La Cour de cassation ne rejugera pas les faits. Elle contrôlera l’application du droit, la procédure, la qualification retenue et la conformité des peines. Là encore, la marge de manœuvre de Marine Le Pen paraît étroite au regard des éléments déjà écartés par les juridictions précédentes.

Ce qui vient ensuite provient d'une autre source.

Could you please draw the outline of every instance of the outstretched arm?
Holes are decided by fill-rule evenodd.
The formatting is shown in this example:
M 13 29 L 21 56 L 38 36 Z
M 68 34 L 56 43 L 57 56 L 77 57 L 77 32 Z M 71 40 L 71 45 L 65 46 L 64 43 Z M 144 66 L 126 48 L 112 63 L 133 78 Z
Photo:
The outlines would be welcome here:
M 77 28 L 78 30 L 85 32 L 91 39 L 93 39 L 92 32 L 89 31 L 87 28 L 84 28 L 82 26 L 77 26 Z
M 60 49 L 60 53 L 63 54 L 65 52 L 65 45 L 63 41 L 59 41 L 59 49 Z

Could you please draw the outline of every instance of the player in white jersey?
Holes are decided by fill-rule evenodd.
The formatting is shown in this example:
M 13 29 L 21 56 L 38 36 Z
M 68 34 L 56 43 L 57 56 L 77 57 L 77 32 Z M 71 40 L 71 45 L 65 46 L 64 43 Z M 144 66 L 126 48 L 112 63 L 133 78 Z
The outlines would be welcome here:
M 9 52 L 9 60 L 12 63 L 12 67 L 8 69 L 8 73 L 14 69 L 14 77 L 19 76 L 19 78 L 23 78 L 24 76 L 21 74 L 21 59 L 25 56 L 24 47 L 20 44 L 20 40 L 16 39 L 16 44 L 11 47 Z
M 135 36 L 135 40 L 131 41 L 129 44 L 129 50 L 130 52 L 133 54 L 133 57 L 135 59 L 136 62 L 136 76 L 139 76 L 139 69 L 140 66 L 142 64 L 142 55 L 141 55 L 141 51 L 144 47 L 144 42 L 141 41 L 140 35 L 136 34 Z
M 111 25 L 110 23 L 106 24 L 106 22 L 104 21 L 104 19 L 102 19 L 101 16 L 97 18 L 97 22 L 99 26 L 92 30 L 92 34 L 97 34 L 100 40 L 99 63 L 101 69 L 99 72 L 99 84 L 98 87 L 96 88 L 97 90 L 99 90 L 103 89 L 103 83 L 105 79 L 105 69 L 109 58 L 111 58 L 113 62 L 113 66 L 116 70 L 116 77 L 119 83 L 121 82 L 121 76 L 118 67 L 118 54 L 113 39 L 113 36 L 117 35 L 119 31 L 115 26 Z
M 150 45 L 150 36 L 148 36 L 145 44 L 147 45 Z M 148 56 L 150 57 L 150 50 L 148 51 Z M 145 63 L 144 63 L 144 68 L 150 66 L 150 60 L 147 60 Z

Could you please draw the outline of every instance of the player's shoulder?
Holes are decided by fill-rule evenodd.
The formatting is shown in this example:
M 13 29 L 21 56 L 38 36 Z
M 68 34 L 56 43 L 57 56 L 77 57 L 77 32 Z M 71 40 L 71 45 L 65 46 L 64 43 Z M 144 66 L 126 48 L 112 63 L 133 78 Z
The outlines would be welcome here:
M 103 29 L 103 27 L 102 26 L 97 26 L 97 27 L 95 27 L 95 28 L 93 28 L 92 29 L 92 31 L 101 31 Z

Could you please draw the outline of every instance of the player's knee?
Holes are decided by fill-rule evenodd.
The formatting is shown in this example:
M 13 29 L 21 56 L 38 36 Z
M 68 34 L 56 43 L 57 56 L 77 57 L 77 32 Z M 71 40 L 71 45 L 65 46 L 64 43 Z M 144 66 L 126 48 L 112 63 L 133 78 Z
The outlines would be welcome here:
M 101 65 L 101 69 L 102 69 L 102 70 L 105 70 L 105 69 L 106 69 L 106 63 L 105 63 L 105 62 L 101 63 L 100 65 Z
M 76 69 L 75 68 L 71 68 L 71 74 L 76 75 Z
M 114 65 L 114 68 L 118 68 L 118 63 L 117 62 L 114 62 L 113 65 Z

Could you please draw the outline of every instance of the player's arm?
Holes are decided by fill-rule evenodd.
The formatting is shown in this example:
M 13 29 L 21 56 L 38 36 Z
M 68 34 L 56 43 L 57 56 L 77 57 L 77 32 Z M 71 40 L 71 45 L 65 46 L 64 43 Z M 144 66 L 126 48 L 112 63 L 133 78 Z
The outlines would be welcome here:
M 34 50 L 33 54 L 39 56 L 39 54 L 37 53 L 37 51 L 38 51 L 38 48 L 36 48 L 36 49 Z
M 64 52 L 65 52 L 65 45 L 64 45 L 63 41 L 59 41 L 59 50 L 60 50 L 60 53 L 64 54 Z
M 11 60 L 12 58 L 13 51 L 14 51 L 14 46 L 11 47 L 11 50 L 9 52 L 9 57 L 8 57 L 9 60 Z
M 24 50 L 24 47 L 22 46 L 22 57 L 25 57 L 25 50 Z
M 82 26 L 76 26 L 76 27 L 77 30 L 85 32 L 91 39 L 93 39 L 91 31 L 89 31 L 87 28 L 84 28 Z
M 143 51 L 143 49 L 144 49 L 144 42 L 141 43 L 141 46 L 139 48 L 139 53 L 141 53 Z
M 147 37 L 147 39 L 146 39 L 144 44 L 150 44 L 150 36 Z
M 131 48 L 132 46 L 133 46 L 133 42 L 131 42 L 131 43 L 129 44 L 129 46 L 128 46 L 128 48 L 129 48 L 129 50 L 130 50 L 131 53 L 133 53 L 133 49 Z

Le calendrier devient dès lors central. Le 19 mars est présenté comme la date limite à laquelle le Conseil constitutionnel doit arrêter la liste officielle des candidats. Si la Cour de cassation casse l’arrêt d’appel avant cette échéance, Marine Le Pen redeviendrait inéligible avant l’enregistrement des candidatures. Si elle ne statue pas à temps, le Conseil constitutionnel pourrait devoir trancher lui-même la question. Une incertitude supplémentaire, dans un dossier qui en compte déjà beaucoup.

Au total, l’affaire met Marine Le Pen face à une contradiction politique difficile à masquer. Elle peut de nouveau se projeter vers l’Élysée, mais au terme d’une procédure qui a confirmé deux fois sa culpabilité et qui porte, selon l’analyse exposée, sur un préjudice de 3 millions d’euros imputé au parti et à ses responsables. Sa candidature est relancée, pas réhabilitée.